FIG. 14 illustrates bottom channel unsorted NTT compressed source addresses 1400. According to some examples, the grouped or compressed source addresses shown in FIG. 14 provide an unsorted example of how contention-free paths through an 8×8 array tiles such as shown in FIG. 2 for tile array 140 and based on NTT routing schedule 300 shown in FIG. 3 can be assigned to grouped or compressed source addresses for as mentioned above for process flow 1100. The compressed source addresses included in bottom channel unsorted NTT compressed source addresses 1400 to be used to program entries in NTT compressed routing tables maintained in and used by bottom channel routing circuitry of a tile. For these examples, a total of 7 compressed source addresses 0-6 are assigned. A compressed source address for tile 0 is not included in bottom channel unsorted NTT compressed source addresses 1400 because the interconnect between tiles 0 and 1 in this path is only used at a top channel of router circuitry maintained at tile 0, while the bottom channel delivers the packet from tile 0 to itself (e.g., local destination port). The paths shown in FIG. 14 for bottom channel unsorted NTT compressed source addresses 1400 can represent one of multiple options for contention-free paths through tile array 140 for a bottom channel.



FIG. 15 illustrates example bottom channel sorted NTT compressed source addresses 1500. According to some examples, as shown in FIG. 15, paths assigned to compressed source addresses are sorted to depict how each path assigned to a given compressed source address do not have overlapping destination tiles. Bottom channel sorted NTT compressed source addresses 1500 also show how assigning a path to a minimum grouped source address causes source address 0 to have the highest number of paths and source address 6 to have the lowest number.



FIG. 16 illustrates an example logic flow 1600. Logic flow 1600 is representative of the operations implemented by logic and/or features of a router circuitry resident on or closely coupled with a tile. For example, logic and/or features of router circuitry 510-1, 510-2, 510-3 or 510-4 as shown in FIGS. 5 and 7 and described above for router sub-system portion 1000 as shown in FIG. 10. The router circuitry can be configured to implement a compressed routing table scheme such as described above for compressed routing table scheme 902 shown in FIG. 9 using compressed source addresses assigned to paths as described in process flow 1100. The assigned compressed source addresses can be used to program entry values in compressed routing tables maintained and/or used by the router circuitry. Top and bottom channel router circuitry can be included in a tile such as tile 140-10 of tile array 140 that includes a plurality of compute elements such as compute elements 410-1 to 410-128 as shown in FIGS. 4 and 5.


In some examples, as shown in FIG. 16, logic flow 1600 at block 1602 can receive, at a first tile of a plurality of tiles arranged in a 2-D mesh interconnect-based architecture, a packet sent from a source tile having compute elements arranged to execute NTT or iNTT computations.

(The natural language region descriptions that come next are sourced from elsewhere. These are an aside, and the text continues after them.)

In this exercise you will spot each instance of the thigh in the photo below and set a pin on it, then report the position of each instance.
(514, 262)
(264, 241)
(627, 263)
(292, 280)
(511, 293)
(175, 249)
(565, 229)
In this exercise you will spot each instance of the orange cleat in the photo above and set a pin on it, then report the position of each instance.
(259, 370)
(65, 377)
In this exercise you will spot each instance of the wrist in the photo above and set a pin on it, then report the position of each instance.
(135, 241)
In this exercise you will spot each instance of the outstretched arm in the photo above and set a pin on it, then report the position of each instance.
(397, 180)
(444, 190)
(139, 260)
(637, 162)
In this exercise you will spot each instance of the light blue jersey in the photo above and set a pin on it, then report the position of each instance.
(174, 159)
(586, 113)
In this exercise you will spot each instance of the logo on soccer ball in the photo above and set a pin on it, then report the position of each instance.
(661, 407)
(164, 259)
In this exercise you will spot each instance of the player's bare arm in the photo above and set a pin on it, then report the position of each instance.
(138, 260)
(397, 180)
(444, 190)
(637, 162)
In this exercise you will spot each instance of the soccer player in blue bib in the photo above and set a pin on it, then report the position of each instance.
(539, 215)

For example, route circuitry 510-1 of tile 140-10 receives a packet sent from a source tile included in tile array 140 in association with NTT computations, the packet received via an Pkt_in 503A signal of top channel 750A.


According to some examples, logic flow 1600 at block 1604 can based an assigned source address for the source tile that is assigned based on a grouping of one or more source tiles to a same source address for contention-free routing through the plurality of tiles, the grouping of one or more source tiles to have non-overlapping paths to reach a respective destination tile, fetching an encoded value for the assigned source address from an entry of a routing table, wherein the routing table indicates a contention-free route through at least a portion of the plurality of tiles to reach a destination tile that also includes compute elements arranged to execute NTT or iNTT computations. For example, router circuitry 510 uses the assigned source address for the source tile to fetch an encoded value for the assigned source address that is maintained in an entry of a NTT compressed routing table 1022A. The encode value to indicate which output port of top channel 750A to route the packet received from the source tile.


In some examples, logic flow 1600 at block 1606 can cause the packet to be routed towards the destination tile based on the encoded value. For example, a direction can use the fetched encode value (e.g., encoded according to example direction table 600) to determine whether the packet is routed towards one of a west, east, north, south or local output port to reach its destination. In some examples, the tile including the router circuitry 510 is also the destination tile. For these examples, the packet is routed towards a local output port that sends the packet to compute elements 410-1 to 410-128.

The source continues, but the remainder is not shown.